Mercury officially entered a period of recession in early 1738 AN, having lost its close trading links with neighbouring Normark, and further exacerbated by the knock-on effects from Senya's recession due to their ties via the Xäiville Convention.

Export-oriented industries

Export-oriented industries across the affected nations were severely impacted by the collapse of Normark and Anahuaco. In Nouvelle Alexandrie, manufacturing output dropped by 15%, with luxury goods and high-end electronics sectors being particularly hard hit. Oportia, with its greater reliance on exports, saw even steeper declines in its export-oriented manufacturing sectors. Natopia's export industries, while affected, showed more resilience due to the country's diverse trading partnerships.

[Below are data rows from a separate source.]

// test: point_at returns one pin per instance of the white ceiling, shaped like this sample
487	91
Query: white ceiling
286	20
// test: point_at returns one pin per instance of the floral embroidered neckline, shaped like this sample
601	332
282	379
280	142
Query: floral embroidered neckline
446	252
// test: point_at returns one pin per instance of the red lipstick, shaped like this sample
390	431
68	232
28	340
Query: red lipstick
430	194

The Imperial Federation saw a deep recession in 1736 AN in its territory in Haifa and Eternia, and while this had knock-on effects elsewhere, the military recovery in relatively short order ensured that this recession was short-lived.

The Port of Wechuahuasi in Santander, where unused freight containers are piling up as trade plummets.

The Port of Wechuahuasi in Santander, Nouvelle Alexandrie, once a bustling hub of international trade, saw activity plummet by 30%[3], with unused freight containers piling up as long-distance trade routes with Normark and Anahuaco abruptly terminated.

Domestic consumption

Domestic consumption patterns varied significantly across the affected nations. Nouvelle Alexandrie exhibited unexpected resilience in this area, with the Retail Sales Index rising by 4 points to 112. This was largely driven by middle-class spending power, which was maintained through wage growth that outpaced inflation. In contrast, Oportia saw a sharp decline in domestic consumption as rising unemployment and economic uncertainty led to decreased consumer spending. Natopia's domestic consumption remained relatively stable, helping to offset some of the losses in its export sectors.

Labor markets

The recession's impact on labor markets varied across the three nations. Nouvelle Alexandrie's unemployment rate rose to 3.9%, representing a significant increase from pre-recession levels. However, this was moderated by the resilience of domestic-oriented sectors and government job creation initiatives. Oportia experienced the most severe labor market disruption, with unemployment reaching 5.2%. This high rate reflected the country's struggle to reallocate workers from declining export-oriented industries to other sectors of the economy. Natopia saw a more modest increase in unemployment, rising to 3.3%. This relatively lower impact was due to the country's more diversified economy and its ability to maintain stability in domestic-oriented industries. Across all three nations, youth unemployment emerged as a particular concern, with rates significantly higher than the overall unemployment figures.

Financial markets

Financial markets in all three countries experienced significant volatility and decline, though to varying degrees. Nouvelle Alexandrie's stock market saw a 15% decline, while Oportia's market plummeted by 22%. Natopia's stock market proved the most resilient, with a 10% decline. Bond yields and currency values also fluctuated as investors reassessed risk in light of the changing economic conditions. Central banks in all three nations responded with interest rate cuts, with Nouvelle Alexandrie's Federal Bank lowering the Federal Funds Rate to 2.25%. The recession also led to increased scrutiny of financial institutions, with multiple class-action lawsuits pending against banks and investment firms accused of exacerbating the economic crisis through risky lending practices or inadequate risk management.